Mechanism of type II-B CRISPR-Cas enhanced specificity

The constant threat of foreign genetic elements destroying bacteria has driven the evolution of diverse defense mechanisms including clustered regularly interspaced short palindromic repeat (CRISPR)-Cas (CRISPR-associated) systems. The Cas9 endonuclease from Streptococcus pyogenes (SpCas9) has revolutionized genome editing, as it can be programmed by an RNA sequence to target and cleave DNA. However, SpCas9 is prone to deleterious off-target effects, prompting efforts to develop and discover high-fidelity variants.
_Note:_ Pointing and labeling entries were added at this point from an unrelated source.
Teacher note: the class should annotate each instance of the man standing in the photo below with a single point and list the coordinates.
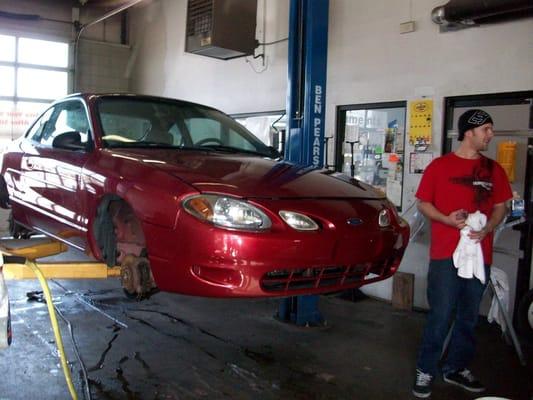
(453, 186)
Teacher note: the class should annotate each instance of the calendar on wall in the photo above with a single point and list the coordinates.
(420, 122)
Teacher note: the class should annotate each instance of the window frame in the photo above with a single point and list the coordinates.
(16, 64)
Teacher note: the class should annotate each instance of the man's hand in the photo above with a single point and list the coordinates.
(478, 236)
(457, 218)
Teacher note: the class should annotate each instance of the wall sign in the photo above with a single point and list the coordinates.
(420, 122)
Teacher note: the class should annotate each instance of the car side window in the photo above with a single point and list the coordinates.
(66, 117)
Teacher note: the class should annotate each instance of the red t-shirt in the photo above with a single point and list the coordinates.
(451, 183)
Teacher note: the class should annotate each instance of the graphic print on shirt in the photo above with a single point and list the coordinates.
(480, 181)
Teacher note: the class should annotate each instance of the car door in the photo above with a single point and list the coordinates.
(51, 172)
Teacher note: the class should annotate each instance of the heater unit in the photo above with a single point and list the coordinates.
(222, 29)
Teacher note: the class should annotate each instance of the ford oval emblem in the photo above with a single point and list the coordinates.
(354, 221)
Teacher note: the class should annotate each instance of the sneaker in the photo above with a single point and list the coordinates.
(464, 379)
(422, 388)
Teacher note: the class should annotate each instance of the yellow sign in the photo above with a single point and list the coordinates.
(420, 122)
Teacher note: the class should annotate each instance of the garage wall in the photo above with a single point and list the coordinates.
(368, 61)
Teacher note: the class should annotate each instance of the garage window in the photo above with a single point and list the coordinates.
(32, 73)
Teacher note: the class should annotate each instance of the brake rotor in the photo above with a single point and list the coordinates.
(136, 277)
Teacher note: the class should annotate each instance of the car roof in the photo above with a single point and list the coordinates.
(92, 96)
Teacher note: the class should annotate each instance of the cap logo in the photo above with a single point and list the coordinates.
(478, 118)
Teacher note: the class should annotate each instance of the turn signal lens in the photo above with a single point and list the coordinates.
(298, 221)
(384, 218)
(201, 207)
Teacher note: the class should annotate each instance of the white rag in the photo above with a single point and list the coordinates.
(468, 256)
(501, 286)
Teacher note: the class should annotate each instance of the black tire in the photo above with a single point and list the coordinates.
(18, 231)
(525, 316)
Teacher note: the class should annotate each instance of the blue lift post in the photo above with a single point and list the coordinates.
(306, 99)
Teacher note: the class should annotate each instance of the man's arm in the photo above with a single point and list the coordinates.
(499, 211)
(456, 218)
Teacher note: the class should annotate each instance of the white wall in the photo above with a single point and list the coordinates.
(368, 61)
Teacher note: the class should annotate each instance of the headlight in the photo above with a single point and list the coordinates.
(298, 221)
(227, 212)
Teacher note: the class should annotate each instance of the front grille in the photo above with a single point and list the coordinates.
(338, 277)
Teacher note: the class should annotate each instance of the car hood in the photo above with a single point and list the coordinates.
(250, 176)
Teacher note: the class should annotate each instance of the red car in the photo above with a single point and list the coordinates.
(186, 200)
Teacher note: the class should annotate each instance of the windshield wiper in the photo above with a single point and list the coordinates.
(140, 144)
(231, 149)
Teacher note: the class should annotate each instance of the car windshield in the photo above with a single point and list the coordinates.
(134, 122)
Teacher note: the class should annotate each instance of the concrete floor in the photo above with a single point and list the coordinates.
(181, 347)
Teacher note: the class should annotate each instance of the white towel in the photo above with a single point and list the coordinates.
(468, 256)
(501, 286)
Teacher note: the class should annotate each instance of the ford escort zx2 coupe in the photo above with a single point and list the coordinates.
(186, 200)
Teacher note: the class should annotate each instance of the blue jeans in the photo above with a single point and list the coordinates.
(448, 294)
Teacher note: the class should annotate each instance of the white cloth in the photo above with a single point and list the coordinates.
(501, 286)
(468, 256)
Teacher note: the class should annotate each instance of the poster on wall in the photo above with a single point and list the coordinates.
(418, 162)
(420, 122)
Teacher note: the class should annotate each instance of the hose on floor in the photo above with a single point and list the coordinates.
(55, 326)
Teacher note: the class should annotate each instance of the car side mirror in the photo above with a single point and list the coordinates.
(275, 153)
(68, 141)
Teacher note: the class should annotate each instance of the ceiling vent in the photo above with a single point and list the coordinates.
(459, 14)
(222, 29)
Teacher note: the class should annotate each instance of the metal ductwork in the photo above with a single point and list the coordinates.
(457, 14)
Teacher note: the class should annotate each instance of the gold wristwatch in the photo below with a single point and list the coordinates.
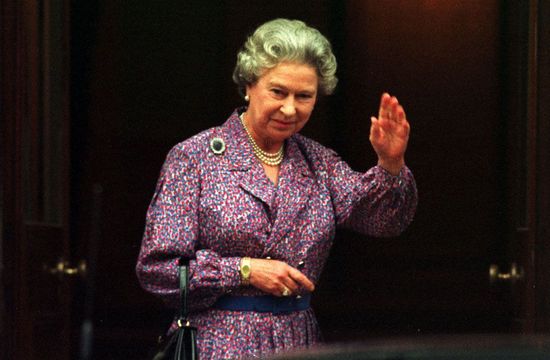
(245, 271)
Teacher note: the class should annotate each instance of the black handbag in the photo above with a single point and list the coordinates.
(182, 344)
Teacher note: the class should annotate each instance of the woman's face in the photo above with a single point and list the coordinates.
(281, 102)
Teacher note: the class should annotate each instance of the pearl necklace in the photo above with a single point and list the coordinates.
(271, 159)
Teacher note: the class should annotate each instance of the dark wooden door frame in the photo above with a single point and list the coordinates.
(34, 205)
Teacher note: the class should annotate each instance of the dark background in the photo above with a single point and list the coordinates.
(146, 75)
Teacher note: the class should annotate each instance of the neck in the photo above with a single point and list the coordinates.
(266, 144)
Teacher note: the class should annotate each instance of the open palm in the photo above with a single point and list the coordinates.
(389, 134)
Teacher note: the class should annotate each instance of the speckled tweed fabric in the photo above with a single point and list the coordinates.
(217, 208)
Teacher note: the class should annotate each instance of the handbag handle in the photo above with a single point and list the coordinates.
(184, 288)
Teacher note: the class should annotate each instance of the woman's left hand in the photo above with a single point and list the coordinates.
(389, 134)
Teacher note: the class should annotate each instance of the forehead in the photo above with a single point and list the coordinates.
(296, 76)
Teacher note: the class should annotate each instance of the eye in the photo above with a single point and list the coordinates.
(277, 92)
(305, 96)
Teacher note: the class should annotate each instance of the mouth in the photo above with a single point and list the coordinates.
(283, 123)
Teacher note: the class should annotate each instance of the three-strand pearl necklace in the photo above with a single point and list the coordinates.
(271, 159)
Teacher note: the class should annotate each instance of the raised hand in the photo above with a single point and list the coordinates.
(389, 134)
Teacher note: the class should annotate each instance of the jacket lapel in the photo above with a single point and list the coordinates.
(295, 186)
(247, 172)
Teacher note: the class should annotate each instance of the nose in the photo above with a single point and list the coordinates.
(288, 108)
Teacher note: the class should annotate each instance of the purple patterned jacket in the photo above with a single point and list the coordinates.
(217, 208)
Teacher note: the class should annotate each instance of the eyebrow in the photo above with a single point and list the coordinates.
(278, 84)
In the search for a high-fidelity Cas9, many intrinsically specific Cas9 orthologs have been found in nature. One such ortholog is from the human pathogen Francisella novicida (FnCas9), yet the molecular basis of its enhanced specificity remains unknown. Here, we uncover the mechanism of FnCas9 specificity through kinetic characterization in concert with structural determination. We identify a novel region within the REC3 domain, the REC3 clamp, as critical for mismatch discrimination through interaction with the PAM-distal heteroduplex. Mutational analysis confirmed the role of the REC3 clamp in reducing cleavage of off-target sequences. Further, a small CRISPR-associated RNA (scaRNA) within the F. novicida CRISPR locus has been shown to guide transcriptional repression of an endogeneous gene without the consequence of cleavage. This secondary function of FnCas9 enables host subversion and heightened virulence, yet the mechanism distinguishing target repression versus cleavage is unclear. Through experimental and simulated structural analysis, we identify the REC3 clamp as the key to differentiating DNA sequences targeted for repression versus cleavage, ultimately bolstering the virulence of F. novicida . The conservation of the REC3 clamp across type II-B CRISPR systems highlights its evolutionary significance, and potential as a target for developing specific genome editors and novel antibacterial effectors.